Although the OR for 28-day mortality was significantly increased under the pressure of CCI more than 2 for all types of infection, this effect was far more pronounced for patients with IAIs (Fig. 6).
Fig. 6
Fig. 6

Modulation of the risk for 28-day mortality in relation to the underlying infection and the Charlson’s comorbidity index (CCI). Each line represents the odds ratios and confidence intervals (CI) for death of each individual infection when CCI is more than 2 compared to CCI ≤2. P-values are compared by the Tarone’s test. AP: acute pyelonephritis; BSI: primary bacteremia; CAP: community-acquired pneumonia; IAI: intraabdominal infection

Discussion

The present analysis managed to demonstrate that the risk for the development of sepsis, as this is defined by the new Sepsis-3 definitions, is modified in an individualized way in relation to the type of underlying infection. Findings clearly showed that comorbidities increased considerably the risk for sepsis and for unfavorable outcome after 28-days and that this effect varied greatly with the number of existing comorbidities. When using CCI as an expression of the constellation of comorbidities of the host, it was found that the susceptibility for both the development of sepsis and death after 28 days was far greater under the pressure of CCI more than 2 in intraabdominal infections that with any other type of infection. Regarding the influence of individual comorbidities, some comorbidities like type 2 diabetes mellitus, chronic renal disease and dementia were associated with sepsis risk in almost all types of infection. Others like chronic heart disease and non-metastatic tumor malignancy introduced sepsis risk in CAP and IAI, whereas coronary heart disease introduced risk only in CAP. Atrial fibrillation and liver cirrhosis increased sepsis risk only in IAI. Surprisingly, the risk for sepsis after BSI was increased only in demented patients. A similar pattern was found regarding the impact of each comorbidity on 28-day mortality. It should be underscored that risk for sepsis and death was not significantly modified among patients with advanced type 2 diabetes mellitus and chronic heart failure compared to the less advanced disease state.

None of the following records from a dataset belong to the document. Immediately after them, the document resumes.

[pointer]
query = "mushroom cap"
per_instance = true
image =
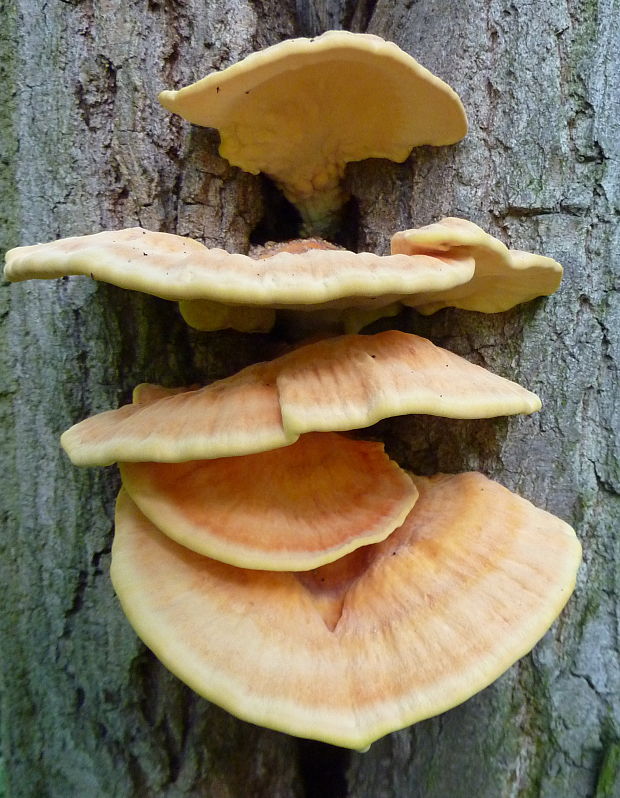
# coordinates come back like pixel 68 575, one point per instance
pixel 178 268
pixel 300 110
pixel 389 635
pixel 289 510
pixel 503 278
pixel 337 384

There is a great difference between susceptibility to an infection and susceptibility to inflammation. Many studies have shown the role of type 2 diabetes mellitus, solid tumor and hematologic malignancies, liver cirrhosis, atrial fibrillation and coronary heart disease for susceptibility to infections [610]. In this study, we try to define which comorbidities elicit progression to organ dysfunction once an infection has started. Of course this cannot be done with comparison of infected patients with healthy controls. Instead we compared various non-serious with serious community-acquired infections admitted to the ED. Our findings agree at some aspects and disagree at some other aspects with the current ideas about comorbidities that define risk for severity. A typical example is the case of CAP. Severity of CAP is defined by the pneumonia severity index (PSI) in which the history of five disorders i.e. neoplastic disease, congestive heart failure, cerebrovascular disease, renal disease and liver disease are taken into consideration [11]. Our analysis shows that among these five comorbidities only chronic heart disease leads the development of organ dysfunction.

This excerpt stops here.